In the setting of C. koseri CNS infection, resident microglia and macrophages likely encounter a complex milieu of molecules, both host- and bacterial-derived, that may subsequently modify their antibacterial responses. For example, cell wall components are shed during normal bacterial growth and as such, LPS would be available to exert its proinflammatory effects that could feed back in an autocrine/paracrine manner to influence the ability of microglia/macrophages to regulate bacterial growth and/or survival. To evaluate this possibility, primary microglia, macrophages, and the U937 cell line were treated with 100 ng/ml LPS 6 h before the addition of live C. koseri strains for GPA. This LPS dose and timing regimen is sufficient to elicit detectable proinflammatory mediator release (i.e., IL-1β, CXCL2) from cells. Unexpectedly, the intracellular survival and persistence of strain 4277 (tracheal isolate) was augmented in all three cell types over the 72-h interval examined (Fig. 8, C–E). Interestingly, with LPS pretreatment, the intracellular survival of strain 4036 (CSF isolate) was decreased in macrophages (Fig. 8E) but enhanced in microglia (Fig. 8D). These findings suggest that activated macrophages are more efficient than microglia in killing C. koseri strain 4036 upon phagocytosis.
To more fully define the duration of C. koseri intracellular survival in microglia, we extended our analysis out to 168 h postinfection to determine whether intracellular bacteria persist or decline over time. Interestingly, although the number of viable intracellular C. koseri eventually declined over the first 120 h following infection, bacterial burdens showed an upward trend at the latest time point examined (i.e., 168 h), which occurred with both C. koseri strains tested (Fig. 9). We also investigated whether the effect of LPS pre-treatment on intracellular C. koseri survival in microglia was dose-dependent. In general, we were unable to demonstrate any differential effects of LPS dose on the numbers of intracellular bacteria (Fig. 9). However, a 6 h LPS pretreatment period, regardless of dose, led to a dramatic increase in the number of phagocytized bacteria compared with non-stimulated microglia. This disparity in intracellular bacteria between LPS pretreated and nontreated microglia persisted throughout the 168 h time interval examined (Fig. 9).

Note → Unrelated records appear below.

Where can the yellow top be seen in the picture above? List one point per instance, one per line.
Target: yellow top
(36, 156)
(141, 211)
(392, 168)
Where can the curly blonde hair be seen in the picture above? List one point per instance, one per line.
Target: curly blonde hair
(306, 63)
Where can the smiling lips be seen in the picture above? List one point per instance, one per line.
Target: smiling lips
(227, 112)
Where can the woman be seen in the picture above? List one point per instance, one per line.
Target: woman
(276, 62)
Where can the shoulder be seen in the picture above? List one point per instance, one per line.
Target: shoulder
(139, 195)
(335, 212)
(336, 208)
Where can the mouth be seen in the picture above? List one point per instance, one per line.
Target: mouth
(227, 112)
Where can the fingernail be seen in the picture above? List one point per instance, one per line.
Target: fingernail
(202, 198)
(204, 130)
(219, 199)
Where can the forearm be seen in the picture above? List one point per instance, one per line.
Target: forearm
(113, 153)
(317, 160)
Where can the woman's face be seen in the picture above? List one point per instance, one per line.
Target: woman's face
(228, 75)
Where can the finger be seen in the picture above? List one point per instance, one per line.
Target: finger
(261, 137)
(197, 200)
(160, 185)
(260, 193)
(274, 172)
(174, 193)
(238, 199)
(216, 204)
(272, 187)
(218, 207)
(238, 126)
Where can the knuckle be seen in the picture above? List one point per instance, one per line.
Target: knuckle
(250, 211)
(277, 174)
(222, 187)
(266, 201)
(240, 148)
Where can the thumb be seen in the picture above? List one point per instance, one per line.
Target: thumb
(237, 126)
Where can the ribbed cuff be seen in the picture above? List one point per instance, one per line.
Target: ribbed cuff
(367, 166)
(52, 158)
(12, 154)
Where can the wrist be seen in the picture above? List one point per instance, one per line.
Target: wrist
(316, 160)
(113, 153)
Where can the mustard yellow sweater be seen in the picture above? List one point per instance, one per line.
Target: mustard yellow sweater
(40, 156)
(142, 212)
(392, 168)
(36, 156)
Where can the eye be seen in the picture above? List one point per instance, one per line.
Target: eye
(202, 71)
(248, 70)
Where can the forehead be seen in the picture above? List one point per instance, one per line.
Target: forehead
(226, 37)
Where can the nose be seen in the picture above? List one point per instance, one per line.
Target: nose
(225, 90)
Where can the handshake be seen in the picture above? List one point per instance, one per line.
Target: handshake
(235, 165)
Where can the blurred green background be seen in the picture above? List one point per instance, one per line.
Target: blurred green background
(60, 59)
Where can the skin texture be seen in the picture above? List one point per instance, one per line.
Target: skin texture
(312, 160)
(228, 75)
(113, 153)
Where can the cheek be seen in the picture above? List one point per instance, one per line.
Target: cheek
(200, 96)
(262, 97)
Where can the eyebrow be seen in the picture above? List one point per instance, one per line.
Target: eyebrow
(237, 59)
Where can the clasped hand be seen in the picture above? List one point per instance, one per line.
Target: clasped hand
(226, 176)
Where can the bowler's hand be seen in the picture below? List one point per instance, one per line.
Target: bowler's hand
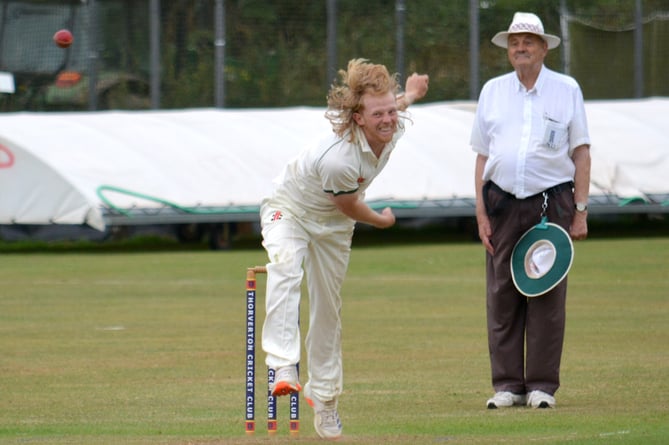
(387, 218)
(416, 87)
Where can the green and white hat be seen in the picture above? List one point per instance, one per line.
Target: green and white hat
(541, 259)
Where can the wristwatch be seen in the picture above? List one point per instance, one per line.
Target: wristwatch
(581, 206)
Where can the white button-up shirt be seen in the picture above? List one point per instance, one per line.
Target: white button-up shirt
(335, 166)
(529, 135)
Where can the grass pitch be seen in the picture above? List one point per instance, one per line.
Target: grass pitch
(147, 348)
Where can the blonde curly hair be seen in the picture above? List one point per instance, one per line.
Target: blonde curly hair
(345, 98)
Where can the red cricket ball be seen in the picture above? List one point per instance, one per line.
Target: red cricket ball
(63, 38)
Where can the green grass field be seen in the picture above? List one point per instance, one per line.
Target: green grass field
(147, 348)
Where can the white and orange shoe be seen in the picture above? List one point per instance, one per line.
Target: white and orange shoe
(326, 418)
(285, 381)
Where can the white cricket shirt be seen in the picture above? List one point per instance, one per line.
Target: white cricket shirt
(333, 167)
(529, 136)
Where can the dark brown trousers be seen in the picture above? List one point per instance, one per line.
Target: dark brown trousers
(516, 322)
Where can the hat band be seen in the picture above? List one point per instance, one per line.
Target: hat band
(526, 27)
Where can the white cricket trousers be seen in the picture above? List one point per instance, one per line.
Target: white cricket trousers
(322, 246)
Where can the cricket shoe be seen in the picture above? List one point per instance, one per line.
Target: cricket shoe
(285, 381)
(539, 399)
(326, 418)
(504, 399)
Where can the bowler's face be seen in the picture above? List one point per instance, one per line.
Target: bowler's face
(526, 51)
(378, 119)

We next examined the extent of proinflammatory mediator expression by microglia during intracellular C. koseri infection. The levels of CXCL2 and CCL2 were highest at 24 h following bacterial exposure, decreased dramatically from 48 to 120 h, and began to rise at 168 h following infection (Fig. 10, C and D, respectively), which coincided with the upward trend in viable intracellular bacteria (Fig. 9). In contrast to chemokine production, IL-1β and TNF-α were only detected during the first 72 h following C. koseri exposure and decreased dramatically in a time-dependent manner (Fig. 10, A and B, respectively). Overall, these results suggest that microglia may serve as a reservoir for C. koseri survival/replication for at least a 1-week period and that continued chemokine production may be triggered by an as of yet unidentified intracellular PRR.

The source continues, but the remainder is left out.